Principle:Langchain ai Langgraph Cache Backend Selection
| Attribute | Value |
|---|---|
| Knowledge Sources | LangGraph |
| Domains | Caching, Architecture |
| Last Updated | 2026-02-11 15:00 GMT |
Overview
Cache backend selection is the architectural decision of choosing between SQLite-based and Redis-based cache implementations based on deployment requirements such as persistence, distribution, and performance characteristics.
Description
LangGraph provides two cache backend implementations that share a common BaseCache interface, offering key-value storage with optional TTL (time-to-live) expiration and namespace-based key partitioning.
SqliteCache is a file-based implementation backed by SQLite. It stores cached values in a single cache table with columns for namespace, key, expiry timestamp, encoding type, and serialized data. The database uses WAL (Write-Ahead Logging) journal mode for improved concurrency and employs a threading.RLock to serialize access across threads. TTL is implemented at the application level: expired entries are lazily detected on retrieval by comparing the stored expiry against the current UTC time and are purged from the database, avoiding the need for background cleanup processes. Async methods delegate to synchronous implementations via asyncio.to_thread.
RedisCache is a distributed implementation backed by Redis. It stores serialized values using a configurable key prefix (defaulting to "langgraph:cache:") and a compact "encoding:data" binary format that embeds the encoding type name directly in the stored value. It uses Redis MGET for efficient batch retrieval and pipeline for batch writes, minimizing round trips. When a TTL is provided, values are stored with SETEX for native Redis-managed expiration. All Redis operations are wrapped in try/except blocks for graceful degradation: cache failures silently return empty results or skip writes, ensuring the application never crashes due to cache unavailability.
Both backends share the same API surface: get, set, clear (and their async counterparts aget, aset, aclear), with namespaced keys represented as (Namespace, key_str) tuples.
Usage
Use SqliteCache for local development, testing, or single-process deployments where no external cache infrastructure is available. It requires no dependencies beyond Python's standard library and persists data across process restarts.
Use RedisCache for production or multi-process deployments where cache data must be shared across multiple LangGraph instances, or where native TTL management, high-throughput access, and horizontal scalability are required.
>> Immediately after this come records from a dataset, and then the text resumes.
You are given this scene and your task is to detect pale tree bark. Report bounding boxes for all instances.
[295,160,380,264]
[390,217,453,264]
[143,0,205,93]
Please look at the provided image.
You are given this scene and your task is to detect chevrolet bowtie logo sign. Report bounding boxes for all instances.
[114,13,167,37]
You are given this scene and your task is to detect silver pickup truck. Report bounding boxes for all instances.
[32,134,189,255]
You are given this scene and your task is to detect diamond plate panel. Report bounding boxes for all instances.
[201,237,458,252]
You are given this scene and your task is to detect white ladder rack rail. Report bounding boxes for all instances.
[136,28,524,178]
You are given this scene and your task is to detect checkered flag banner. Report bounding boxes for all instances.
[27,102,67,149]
Both backends accept an optional custom SerializerProtocol for controlling how values are serialized and deserialized.
Theoretical Basis
Cache backend selection follows the strategy pattern, where a common interface (BaseCache) allows the caching strategy to be swapped without changing client code. The choice of backend is an infrastructure decision driven by non-functional requirements rather than application logic.
The two backends represent opposite ends of the local vs. distributed trade-off spectrum. SqliteCache optimizes for simplicity and zero-dependency operation at the cost of single-process scope, while RedisCache optimizes for shared state and horizontal scalability at the cost of external infrastructure.
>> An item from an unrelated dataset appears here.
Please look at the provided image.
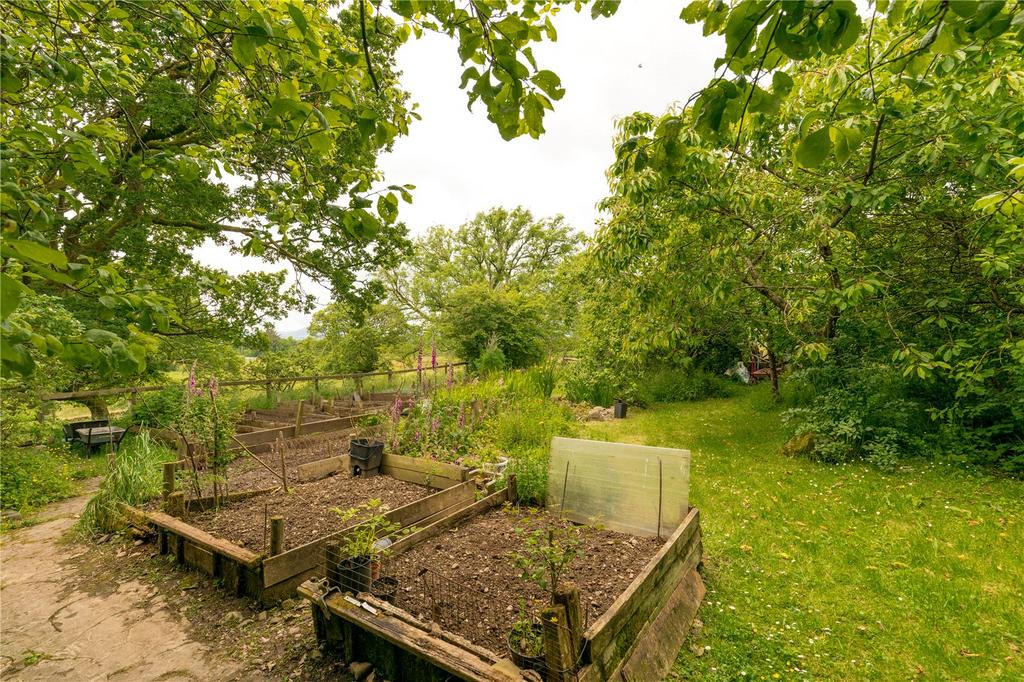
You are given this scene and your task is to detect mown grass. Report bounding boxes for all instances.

The graceful degradation behavior in RedisCache implements the circuit breaker principle: when the cache backend is unavailable, the system falls back to uncached behavior rather than failing. This ensures that caching remains a performance optimization rather than a reliability dependency.
TTL-based expiration follows the time-bounded validity principle, where cached data is automatically invalidated after a specified duration to prevent stale reads. The two backends implement TTL differently -- SqliteCache uses application-level lazy expiration while Redis uses native server-side expiration -- but the semantic guarantee to callers is identical.